Sarkozy condannato a tre anni per corruzione e traffico di influenze

Un anno di carcere e due con la condizionale per l’ex presidente francese, riconosciuto colpevole oggi a Parigi

Nicolas Sarkozy, ex presidente francese, condannato a 3 anni di carcere, dei quali due con la condizionale, per corruzione e traffico di influenze.

L’accusa verso Sarkozy

Sarkozy era stato chiamato a rispondere dell’accusa di aver tentato di ottenere nel 2014, tramite il suo avvocato, informazioni segrete da Azibert, un magistrato della Corte di Cassazione, riguardanti un procedimento che lo riguardava, ovvero: l’inchiesta su un presunto finanziamento della miliardaria Liliane Bettencourt. Sarkozy avrebbe inoltre fatto pressione al magistrato, promettendogli una promozione. Il caso derivava da un’altra inchiesta relativa ad un possibile finanziamento libico della campagna presidenziale dell’ex presidente francese nel 2007. Nel corso delle indagini i giudici scoprono che Nicolas Sarkozy utilizza una linea telefonica segreta, a nome di ‘Paul Bismuth’, per comunicare con il suo legale, Thierry Herzog.
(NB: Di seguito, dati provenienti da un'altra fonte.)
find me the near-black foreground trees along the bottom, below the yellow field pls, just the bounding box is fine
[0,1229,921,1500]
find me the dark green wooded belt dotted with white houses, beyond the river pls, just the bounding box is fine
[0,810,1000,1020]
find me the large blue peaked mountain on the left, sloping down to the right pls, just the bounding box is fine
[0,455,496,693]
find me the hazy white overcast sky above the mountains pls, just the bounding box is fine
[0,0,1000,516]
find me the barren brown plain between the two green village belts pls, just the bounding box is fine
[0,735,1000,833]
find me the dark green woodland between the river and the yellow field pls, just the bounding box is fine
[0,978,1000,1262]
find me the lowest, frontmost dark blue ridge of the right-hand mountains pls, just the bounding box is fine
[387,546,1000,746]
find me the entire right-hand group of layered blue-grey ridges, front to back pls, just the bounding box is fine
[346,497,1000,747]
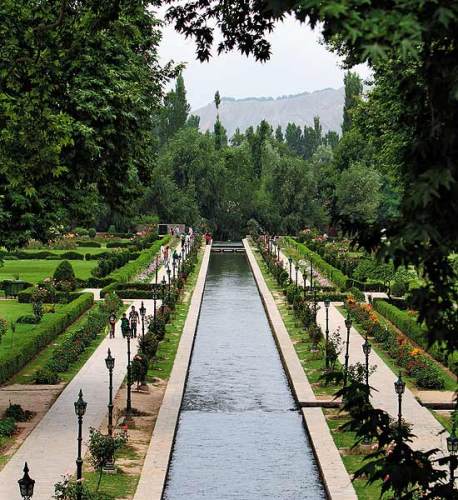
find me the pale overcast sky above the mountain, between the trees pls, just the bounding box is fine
[159,11,370,109]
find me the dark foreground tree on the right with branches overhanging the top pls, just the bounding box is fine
[164,0,458,350]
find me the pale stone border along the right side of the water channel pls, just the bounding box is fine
[243,239,358,500]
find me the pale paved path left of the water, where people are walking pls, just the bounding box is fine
[0,247,177,500]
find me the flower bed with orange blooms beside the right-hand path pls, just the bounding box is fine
[346,296,445,389]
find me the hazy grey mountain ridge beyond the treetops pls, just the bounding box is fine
[192,87,345,135]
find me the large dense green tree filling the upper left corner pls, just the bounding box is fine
[0,0,167,248]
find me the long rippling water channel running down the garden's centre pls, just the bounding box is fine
[163,254,325,500]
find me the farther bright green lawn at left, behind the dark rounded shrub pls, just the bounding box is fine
[0,259,97,283]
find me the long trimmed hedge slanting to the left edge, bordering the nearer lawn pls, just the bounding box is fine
[0,293,94,384]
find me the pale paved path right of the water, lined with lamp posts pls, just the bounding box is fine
[274,244,448,453]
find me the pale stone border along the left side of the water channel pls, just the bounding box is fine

Il processo verso l’ex presidente francese

Sulla base delle intercettazioni telefoniche delle conversazioni tra i due, convalidate dalla magistratura, l’ex presidente è stato posto in custodia cautelare il 1 luglio 2014 dall’ufficio anti-corruzione, quindi formalmente incriminato per corruzione attiva, traffico d’influenza attivo e violazione del segreto professionale. Nel maggio 2016 la corte di appello di Parigi ha cancellato alcuni atti dell’inchiesta, ritardando la prospettiva di un processo per i tre. Successivamente, il 18 giugno 2020, la Corte di cassazione ha respinto i ricorsi presentati da Sarkozy, Herzog e Alibert. Dopo sospensioni e polemiche, il processo è entrato nel vivo dal 7 dicembre, dove Sarkozy afferma di non aver mai commesso alcun atto di corruzione. In chiusura del processo, lo scorso 10 dicembre, l’ex presidente ha dichiarato di avere ancora fiducia nella giustizia.

A breve un nuovo processo

Sarkozy può adesso fare appello, ma intanto il 17 marzo un nuovo processo si apre per il finanziamento della sua campagna elettorale del 2012 e il giro di doppie fatture della società Bygmalion. C’è poi l’inchiesta ancora in corso che riguarda il presunto finanziamento del regime libico tra il 2005 e il 2006 su cui però Sarkozy ha incassato una prima vittoria: il faccendiere Ziad Takkiedine, che aveva detto ai magistrati di essere stato testimone e intermediatore dei versamenti da Tripoli a Parigi, ha ritrattato le sue dichiarazioni.